Ils seront placés à 10 mètres les uns des autres, le long des berges de Seine, et danseront à intervalle régulier au même rythme pendant 10 minutes. Une expérience inédite pour ces agents municipaux auxquels Julie Desprairies a demandé de rendre leur vision de la ville en gestes. 

Pourquoi avoir choisi des agents municipaux comme danseurs ?

C'était une commande de la mairie de Paris, qui voulatit organiser une parade le long de la Seine pour rendre hommage aux différents métier de la ville. Mais je voulais éviter ce côté folklorique que peut avoir un défilé, j'ai donc revu le projet à ma manière en décidant de les faire danser et de m'inspirer davantage de la cité que de leurs métiers. 

Comment traduit-on une ville en mouvements chorégraphiés ?

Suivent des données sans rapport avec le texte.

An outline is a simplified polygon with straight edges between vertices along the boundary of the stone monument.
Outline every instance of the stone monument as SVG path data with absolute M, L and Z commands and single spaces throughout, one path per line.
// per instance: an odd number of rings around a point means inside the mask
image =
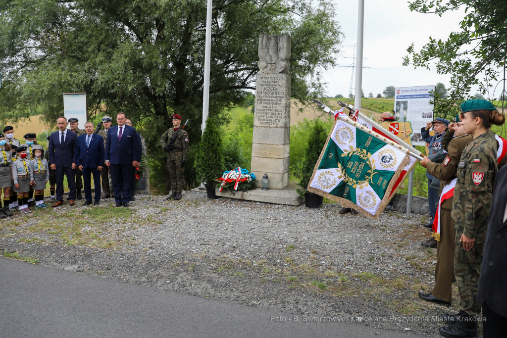
M 281 190 L 288 185 L 291 36 L 261 35 L 259 40 L 250 171 L 259 177 L 267 174 L 269 188 Z

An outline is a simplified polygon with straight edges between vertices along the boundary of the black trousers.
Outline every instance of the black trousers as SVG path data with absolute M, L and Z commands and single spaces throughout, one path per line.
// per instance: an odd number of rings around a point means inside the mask
M 117 203 L 129 201 L 132 196 L 132 164 L 112 164 L 109 168 L 115 191 L 115 201 Z
M 486 318 L 482 321 L 484 338 L 507 337 L 507 317 L 493 312 L 486 303 L 482 305 L 482 315 Z
M 79 169 L 78 169 L 78 170 Z M 56 167 L 56 200 L 63 202 L 63 174 L 67 176 L 67 183 L 70 191 L 67 199 L 76 199 L 76 171 L 71 167 Z
M 97 170 L 96 168 L 83 168 L 83 186 L 85 188 L 85 198 L 87 202 L 92 201 L 92 175 L 93 175 L 93 184 L 95 185 L 95 196 L 94 199 L 95 201 L 100 200 L 100 171 Z

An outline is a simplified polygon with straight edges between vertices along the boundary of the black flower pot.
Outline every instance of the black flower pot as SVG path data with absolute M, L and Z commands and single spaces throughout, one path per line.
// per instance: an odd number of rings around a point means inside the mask
M 305 193 L 305 205 L 307 208 L 318 208 L 324 203 L 324 198 L 312 193 Z
M 215 194 L 215 187 L 213 185 L 211 186 L 206 186 L 206 197 L 210 200 L 216 200 L 220 197 L 217 197 Z

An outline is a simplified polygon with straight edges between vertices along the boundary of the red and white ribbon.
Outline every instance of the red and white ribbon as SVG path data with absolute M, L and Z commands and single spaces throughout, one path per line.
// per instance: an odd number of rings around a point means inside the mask
M 499 163 L 503 159 L 505 153 L 507 153 L 507 140 L 497 135 L 495 135 L 495 138 L 498 141 L 498 149 L 496 151 L 496 157 L 498 162 L 496 163 Z
M 433 221 L 433 237 L 437 241 L 440 240 L 440 209 L 442 202 L 452 197 L 454 194 L 454 187 L 456 186 L 456 178 L 451 181 L 442 190 L 442 195 L 440 195 L 440 199 L 439 200 L 439 208 L 437 210 L 437 214 L 435 215 L 435 219 Z

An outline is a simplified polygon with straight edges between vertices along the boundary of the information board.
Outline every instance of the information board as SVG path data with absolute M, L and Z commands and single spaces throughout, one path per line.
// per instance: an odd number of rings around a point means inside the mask
M 79 120 L 78 127 L 84 130 L 87 118 L 86 93 L 65 93 L 63 94 L 63 116 L 67 120 L 76 118 Z
M 396 121 L 409 122 L 414 131 L 411 136 L 414 145 L 424 145 L 421 128 L 433 121 L 434 86 L 403 87 L 396 88 L 394 94 L 394 116 Z

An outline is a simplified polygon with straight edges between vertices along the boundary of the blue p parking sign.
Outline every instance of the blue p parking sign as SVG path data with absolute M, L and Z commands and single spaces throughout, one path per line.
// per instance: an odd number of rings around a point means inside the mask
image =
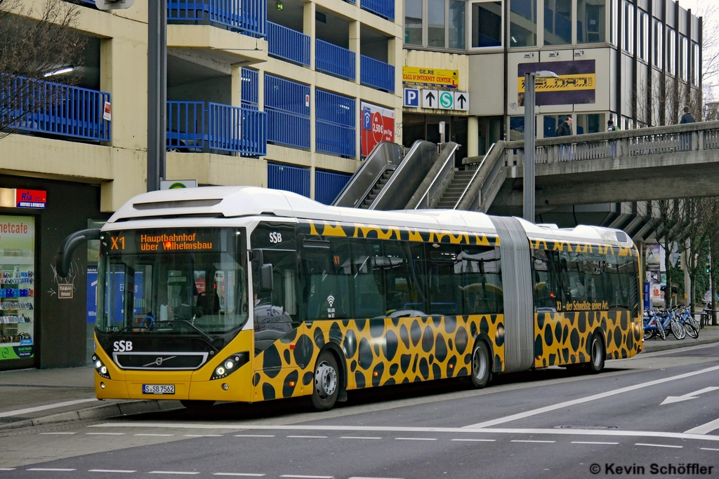
M 364 108 L 362 112 L 362 127 L 365 130 L 372 129 L 372 112 L 370 108 Z
M 405 106 L 419 108 L 418 88 L 405 88 Z

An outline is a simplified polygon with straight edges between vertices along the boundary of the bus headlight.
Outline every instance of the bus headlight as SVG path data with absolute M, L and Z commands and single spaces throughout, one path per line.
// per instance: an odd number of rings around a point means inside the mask
M 95 366 L 95 371 L 97 373 L 105 378 L 106 379 L 110 379 L 110 373 L 107 371 L 107 366 L 106 366 L 102 363 L 102 360 L 97 357 L 96 354 L 92 355 L 92 363 Z
M 220 363 L 220 365 L 215 368 L 210 381 L 214 379 L 221 379 L 240 368 L 243 365 L 249 361 L 249 353 L 244 351 L 242 353 L 235 353 L 229 358 Z

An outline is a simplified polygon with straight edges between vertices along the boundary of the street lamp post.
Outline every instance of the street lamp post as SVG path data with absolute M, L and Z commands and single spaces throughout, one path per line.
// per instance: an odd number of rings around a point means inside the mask
M 522 217 L 534 223 L 534 80 L 556 78 L 554 72 L 543 70 L 524 74 L 524 208 Z

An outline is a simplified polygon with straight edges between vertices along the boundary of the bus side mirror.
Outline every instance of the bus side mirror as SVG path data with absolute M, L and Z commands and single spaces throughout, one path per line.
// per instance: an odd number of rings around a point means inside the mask
M 268 263 L 260 266 L 260 290 L 272 291 L 273 281 L 272 264 Z

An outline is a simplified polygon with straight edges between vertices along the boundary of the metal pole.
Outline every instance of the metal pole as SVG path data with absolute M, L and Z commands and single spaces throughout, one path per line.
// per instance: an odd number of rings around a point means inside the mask
M 524 74 L 524 211 L 534 223 L 534 73 Z
M 168 9 L 165 0 L 147 4 L 147 191 L 155 191 L 165 177 Z

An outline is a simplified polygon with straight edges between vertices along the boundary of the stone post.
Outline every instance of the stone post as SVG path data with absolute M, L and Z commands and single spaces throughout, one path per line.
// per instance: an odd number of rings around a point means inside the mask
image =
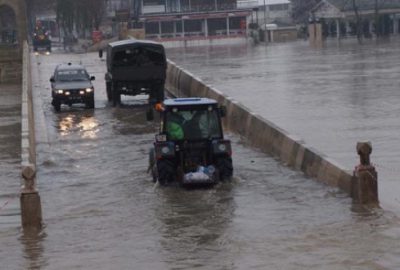
M 21 190 L 21 221 L 24 230 L 40 231 L 42 228 L 42 207 L 35 187 L 36 169 L 33 165 L 22 170 L 24 185 Z
M 360 164 L 354 169 L 352 197 L 356 203 L 379 206 L 378 174 L 370 163 L 372 146 L 370 142 L 358 142 L 357 154 Z

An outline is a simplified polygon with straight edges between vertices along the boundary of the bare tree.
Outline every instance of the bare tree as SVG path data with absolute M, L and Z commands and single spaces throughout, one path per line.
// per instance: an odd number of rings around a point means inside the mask
M 73 29 L 98 30 L 105 15 L 107 0 L 57 0 L 57 19 L 66 33 Z

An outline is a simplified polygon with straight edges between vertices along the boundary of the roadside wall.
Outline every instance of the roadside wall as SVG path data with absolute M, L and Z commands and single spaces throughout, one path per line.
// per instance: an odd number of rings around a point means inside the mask
M 249 145 L 279 158 L 285 165 L 305 175 L 338 187 L 352 195 L 352 174 L 326 155 L 307 146 L 303 140 L 206 85 L 174 62 L 168 61 L 166 88 L 176 96 L 200 96 L 217 100 L 227 108 L 224 126 L 245 138 Z

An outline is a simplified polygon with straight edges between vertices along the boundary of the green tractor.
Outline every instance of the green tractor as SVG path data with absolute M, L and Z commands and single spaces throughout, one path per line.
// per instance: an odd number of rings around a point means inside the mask
M 233 174 L 231 142 L 224 138 L 226 109 L 213 99 L 166 99 L 149 171 L 161 185 L 213 185 Z

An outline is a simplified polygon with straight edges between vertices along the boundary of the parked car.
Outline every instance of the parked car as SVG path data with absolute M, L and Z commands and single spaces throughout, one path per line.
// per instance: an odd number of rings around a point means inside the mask
M 208 98 L 166 99 L 149 171 L 161 185 L 212 185 L 233 174 L 231 142 L 224 138 L 225 108 Z
M 61 105 L 72 106 L 83 103 L 87 108 L 94 108 L 94 76 L 89 76 L 86 68 L 78 64 L 60 64 L 50 78 L 51 104 L 56 112 L 61 110 Z
M 106 62 L 107 98 L 113 106 L 121 103 L 121 95 L 147 94 L 150 104 L 164 100 L 167 60 L 162 44 L 136 39 L 111 42 Z

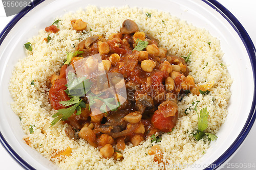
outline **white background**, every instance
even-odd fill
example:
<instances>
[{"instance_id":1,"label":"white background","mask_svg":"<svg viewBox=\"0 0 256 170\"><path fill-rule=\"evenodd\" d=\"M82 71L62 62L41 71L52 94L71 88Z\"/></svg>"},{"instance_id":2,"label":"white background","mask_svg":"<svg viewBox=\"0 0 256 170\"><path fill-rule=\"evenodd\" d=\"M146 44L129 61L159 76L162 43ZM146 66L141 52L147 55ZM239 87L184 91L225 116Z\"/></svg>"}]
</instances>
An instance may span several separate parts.
<instances>
[{"instance_id":1,"label":"white background","mask_svg":"<svg viewBox=\"0 0 256 170\"><path fill-rule=\"evenodd\" d=\"M240 21L256 44L256 1L255 0L218 0ZM0 1L0 32L14 16L7 17L4 7ZM248 92L250 92L249 91ZM239 99L238 99L239 100ZM254 163L256 169L256 124L254 124L240 149L229 160L223 169L247 169L248 168L231 168L231 163L243 163L244 165ZM228 167L228 165L229 165ZM16 163L6 150L0 145L0 169L17 169L23 168Z\"/></svg>"}]
</instances>

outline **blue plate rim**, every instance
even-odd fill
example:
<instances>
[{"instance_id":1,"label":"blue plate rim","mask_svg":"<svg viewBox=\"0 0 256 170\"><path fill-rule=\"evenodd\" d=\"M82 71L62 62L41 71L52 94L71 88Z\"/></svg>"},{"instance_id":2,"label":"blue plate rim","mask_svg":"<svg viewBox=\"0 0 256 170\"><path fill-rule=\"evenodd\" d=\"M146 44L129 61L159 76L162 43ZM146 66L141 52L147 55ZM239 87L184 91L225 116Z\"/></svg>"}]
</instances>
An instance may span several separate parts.
<instances>
[{"instance_id":1,"label":"blue plate rim","mask_svg":"<svg viewBox=\"0 0 256 170\"><path fill-rule=\"evenodd\" d=\"M30 7L27 6L23 10L10 21L10 22L5 27L3 31L0 33L0 45L4 41L7 34L16 25L16 23L28 12L31 10L35 7L41 4L46 0L34 0L33 1ZM243 41L244 45L249 55L251 64L252 68L253 77L255 78L256 72L256 50L255 46L247 32L241 24L239 21L236 17L225 7L224 7L220 3L216 0L201 0L202 2L209 5L219 12L233 27L234 30L238 33L238 35ZM255 79L253 80L254 84L255 85ZM238 135L235 141L230 145L230 147L222 154L218 159L208 165L207 167L204 169L216 169L222 164L226 162L230 156L237 150L247 136L253 123L256 119L256 91L253 92L253 99L252 101L252 106L249 114L249 117L244 126L241 133ZM28 170L36 169L31 165L26 162L17 153L11 148L2 133L0 132L0 142L4 148L5 148L10 155L14 158L18 163L19 163L23 168Z\"/></svg>"}]
</instances>

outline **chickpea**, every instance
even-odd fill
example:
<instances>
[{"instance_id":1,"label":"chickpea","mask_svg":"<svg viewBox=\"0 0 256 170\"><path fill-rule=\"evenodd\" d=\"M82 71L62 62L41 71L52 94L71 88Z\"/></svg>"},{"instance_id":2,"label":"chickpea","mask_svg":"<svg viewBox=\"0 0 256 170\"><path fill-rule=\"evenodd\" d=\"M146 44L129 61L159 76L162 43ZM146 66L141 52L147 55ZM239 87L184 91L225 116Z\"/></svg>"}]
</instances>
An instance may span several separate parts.
<instances>
[{"instance_id":1,"label":"chickpea","mask_svg":"<svg viewBox=\"0 0 256 170\"><path fill-rule=\"evenodd\" d=\"M114 139L113 137L106 134L102 134L99 137L98 144L99 146L104 147L106 144L113 144Z\"/></svg>"},{"instance_id":2,"label":"chickpea","mask_svg":"<svg viewBox=\"0 0 256 170\"><path fill-rule=\"evenodd\" d=\"M111 67L111 62L108 60L103 60L99 64L99 70L104 71L106 70L108 72Z\"/></svg>"},{"instance_id":3,"label":"chickpea","mask_svg":"<svg viewBox=\"0 0 256 170\"><path fill-rule=\"evenodd\" d=\"M120 137L117 139L116 146L119 150L124 150L125 149L125 143L124 143L124 137Z\"/></svg>"},{"instance_id":4,"label":"chickpea","mask_svg":"<svg viewBox=\"0 0 256 170\"><path fill-rule=\"evenodd\" d=\"M178 77L184 77L184 75L182 76L183 75L182 75L181 74L180 74L179 72L177 72L177 71L172 71L170 73L170 77L174 80L175 80L175 79L176 79L176 78ZM182 78L182 79L183 80L184 79L184 78Z\"/></svg>"},{"instance_id":5,"label":"chickpea","mask_svg":"<svg viewBox=\"0 0 256 170\"><path fill-rule=\"evenodd\" d=\"M151 60L145 60L141 61L140 66L143 71L151 72L156 66L156 62Z\"/></svg>"},{"instance_id":6,"label":"chickpea","mask_svg":"<svg viewBox=\"0 0 256 170\"><path fill-rule=\"evenodd\" d=\"M84 64L84 67L87 68L87 70L93 72L98 68L98 60L94 59L92 57L90 57L86 60Z\"/></svg>"},{"instance_id":7,"label":"chickpea","mask_svg":"<svg viewBox=\"0 0 256 170\"><path fill-rule=\"evenodd\" d=\"M100 124L104 117L104 113L98 109L92 110L92 113L90 115L91 121L96 124Z\"/></svg>"},{"instance_id":8,"label":"chickpea","mask_svg":"<svg viewBox=\"0 0 256 170\"><path fill-rule=\"evenodd\" d=\"M159 54L159 49L158 49L157 46L155 44L148 45L146 47L146 50L148 52L149 54L156 57L158 56Z\"/></svg>"},{"instance_id":9,"label":"chickpea","mask_svg":"<svg viewBox=\"0 0 256 170\"><path fill-rule=\"evenodd\" d=\"M139 125L140 126L139 126L139 127L134 131L134 133L143 134L144 133L145 133L145 127L142 123L140 123Z\"/></svg>"},{"instance_id":10,"label":"chickpea","mask_svg":"<svg viewBox=\"0 0 256 170\"><path fill-rule=\"evenodd\" d=\"M133 143L134 146L137 146L143 140L143 137L141 135L139 134L136 134L133 136L133 137L131 138L131 142L132 142L132 143Z\"/></svg>"},{"instance_id":11,"label":"chickpea","mask_svg":"<svg viewBox=\"0 0 256 170\"><path fill-rule=\"evenodd\" d=\"M181 83L181 85L182 89L184 90L191 90L195 86L194 78L190 75L187 76L185 78L185 80Z\"/></svg>"},{"instance_id":12,"label":"chickpea","mask_svg":"<svg viewBox=\"0 0 256 170\"><path fill-rule=\"evenodd\" d=\"M120 61L120 56L116 53L112 54L110 57L110 61L112 65L116 65Z\"/></svg>"},{"instance_id":13,"label":"chickpea","mask_svg":"<svg viewBox=\"0 0 256 170\"><path fill-rule=\"evenodd\" d=\"M76 61L84 59L82 57L74 57L71 59L71 61L70 61L70 64L73 66L73 68L75 68L75 66L74 65L74 63Z\"/></svg>"},{"instance_id":14,"label":"chickpea","mask_svg":"<svg viewBox=\"0 0 256 170\"><path fill-rule=\"evenodd\" d=\"M148 53L146 51L140 51L139 52L139 61L142 61L148 59Z\"/></svg>"},{"instance_id":15,"label":"chickpea","mask_svg":"<svg viewBox=\"0 0 256 170\"><path fill-rule=\"evenodd\" d=\"M82 31L86 29L87 23L83 22L81 19L79 19L76 20L73 25L73 28L76 31Z\"/></svg>"},{"instance_id":16,"label":"chickpea","mask_svg":"<svg viewBox=\"0 0 256 170\"><path fill-rule=\"evenodd\" d=\"M110 46L105 42L102 42L99 46L99 53L100 54L107 54L110 51Z\"/></svg>"},{"instance_id":17,"label":"chickpea","mask_svg":"<svg viewBox=\"0 0 256 170\"><path fill-rule=\"evenodd\" d=\"M173 71L173 67L170 65L170 63L167 61L164 61L163 63L160 64L159 70L162 71L167 71L168 74L170 74Z\"/></svg>"},{"instance_id":18,"label":"chickpea","mask_svg":"<svg viewBox=\"0 0 256 170\"><path fill-rule=\"evenodd\" d=\"M79 131L78 136L87 141L91 145L97 147L96 134L91 128L86 126L83 127Z\"/></svg>"},{"instance_id":19,"label":"chickpea","mask_svg":"<svg viewBox=\"0 0 256 170\"><path fill-rule=\"evenodd\" d=\"M158 54L157 57L161 58L165 57L166 56L167 50L163 47L159 47L158 49L159 49L159 54Z\"/></svg>"},{"instance_id":20,"label":"chickpea","mask_svg":"<svg viewBox=\"0 0 256 170\"><path fill-rule=\"evenodd\" d=\"M166 91L172 91L174 89L174 81L170 77L165 79L165 89Z\"/></svg>"},{"instance_id":21,"label":"chickpea","mask_svg":"<svg viewBox=\"0 0 256 170\"><path fill-rule=\"evenodd\" d=\"M187 67L185 65L182 64L182 62L180 62L180 64L179 64L179 66L180 67L180 72L184 73L186 72Z\"/></svg>"},{"instance_id":22,"label":"chickpea","mask_svg":"<svg viewBox=\"0 0 256 170\"><path fill-rule=\"evenodd\" d=\"M106 144L99 150L99 152L105 158L110 158L114 154L114 149L110 144Z\"/></svg>"},{"instance_id":23,"label":"chickpea","mask_svg":"<svg viewBox=\"0 0 256 170\"><path fill-rule=\"evenodd\" d=\"M146 38L146 35L144 32L141 31L136 32L133 35L133 40L135 43L137 42L138 39L140 40L144 41L145 38Z\"/></svg>"},{"instance_id":24,"label":"chickpea","mask_svg":"<svg viewBox=\"0 0 256 170\"><path fill-rule=\"evenodd\" d=\"M151 148L148 150L148 155L154 155L154 160L155 161L158 162L158 163L161 162L161 159L163 158L163 154L162 154L161 148L159 145L155 145L151 147Z\"/></svg>"},{"instance_id":25,"label":"chickpea","mask_svg":"<svg viewBox=\"0 0 256 170\"><path fill-rule=\"evenodd\" d=\"M111 40L115 38L119 38L120 39L122 39L122 34L121 33L113 33L110 34L109 37L109 40Z\"/></svg>"},{"instance_id":26,"label":"chickpea","mask_svg":"<svg viewBox=\"0 0 256 170\"><path fill-rule=\"evenodd\" d=\"M180 72L180 66L178 65L172 65L172 67L173 68L173 71Z\"/></svg>"},{"instance_id":27,"label":"chickpea","mask_svg":"<svg viewBox=\"0 0 256 170\"><path fill-rule=\"evenodd\" d=\"M132 113L130 113L126 115L123 119L127 122L131 124L136 124L140 121L142 115L139 112L136 111Z\"/></svg>"}]
</instances>

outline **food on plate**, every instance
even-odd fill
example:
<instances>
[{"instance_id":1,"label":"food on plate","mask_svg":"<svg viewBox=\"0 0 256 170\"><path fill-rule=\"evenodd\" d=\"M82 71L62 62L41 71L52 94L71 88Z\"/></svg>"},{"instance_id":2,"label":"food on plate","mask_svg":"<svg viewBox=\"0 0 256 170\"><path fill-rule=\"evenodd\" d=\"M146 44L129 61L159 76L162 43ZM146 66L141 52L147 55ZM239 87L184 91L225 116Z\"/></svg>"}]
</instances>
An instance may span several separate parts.
<instances>
[{"instance_id":1,"label":"food on plate","mask_svg":"<svg viewBox=\"0 0 256 170\"><path fill-rule=\"evenodd\" d=\"M206 31L94 6L46 27L9 88L25 141L62 169L176 167L217 139L231 80Z\"/></svg>"}]
</instances>

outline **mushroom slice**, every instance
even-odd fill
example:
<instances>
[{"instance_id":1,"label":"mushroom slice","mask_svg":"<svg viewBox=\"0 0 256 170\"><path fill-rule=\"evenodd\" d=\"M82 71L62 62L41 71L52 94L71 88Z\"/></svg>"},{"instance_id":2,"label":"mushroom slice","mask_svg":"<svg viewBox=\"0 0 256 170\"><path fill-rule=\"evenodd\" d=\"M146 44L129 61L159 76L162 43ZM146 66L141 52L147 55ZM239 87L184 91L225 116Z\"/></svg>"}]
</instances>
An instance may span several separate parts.
<instances>
[{"instance_id":1,"label":"mushroom slice","mask_svg":"<svg viewBox=\"0 0 256 170\"><path fill-rule=\"evenodd\" d=\"M154 107L154 101L152 98L146 94L139 94L136 99L136 105L141 104L145 108L151 109Z\"/></svg>"},{"instance_id":2,"label":"mushroom slice","mask_svg":"<svg viewBox=\"0 0 256 170\"><path fill-rule=\"evenodd\" d=\"M97 36L97 35L94 35L94 36L92 37L90 37L87 38L86 39L86 41L84 42L84 45L86 46L86 47L88 49L90 47L90 46L96 40L97 40L99 38L99 36Z\"/></svg>"},{"instance_id":3,"label":"mushroom slice","mask_svg":"<svg viewBox=\"0 0 256 170\"><path fill-rule=\"evenodd\" d=\"M123 27L120 29L122 34L129 34L139 31L137 23L131 19L126 19L123 22Z\"/></svg>"}]
</instances>

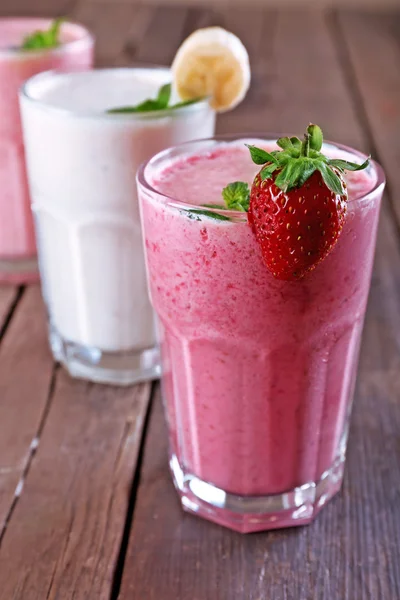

Il fallait d'abord qu'ils s'approprient Paris, c'est-à-dire les immeubles, les mouvements urbains, les monuments historiques...  On voit la ville où l'on vit, mais finalement on ne la regarde pas vraiment. Ensuite, je leur ai demandé de s'attacher à un élément précis du paysage qu'ils voient devant eux sur les berges : un arbre ou une façade par exemple, ça se "danse" différemment.

Comment s'est passée la préparation?

Mon souci premier était qu'ils ne soient pas ridicules, ce ne sont pas des professionnels et nous n'avons répété que trois fois ! Neuf danseurs les ont formés, non pas à des techniques de danse mais à connaître leur corps, les différentes parties qu'ils peuvent mobiliser. A partir de là, on pouvait commencer à penser à des mouvements, une rythmique pour retranscrire la force d'un bâtiment, un élément plus petit, etc.  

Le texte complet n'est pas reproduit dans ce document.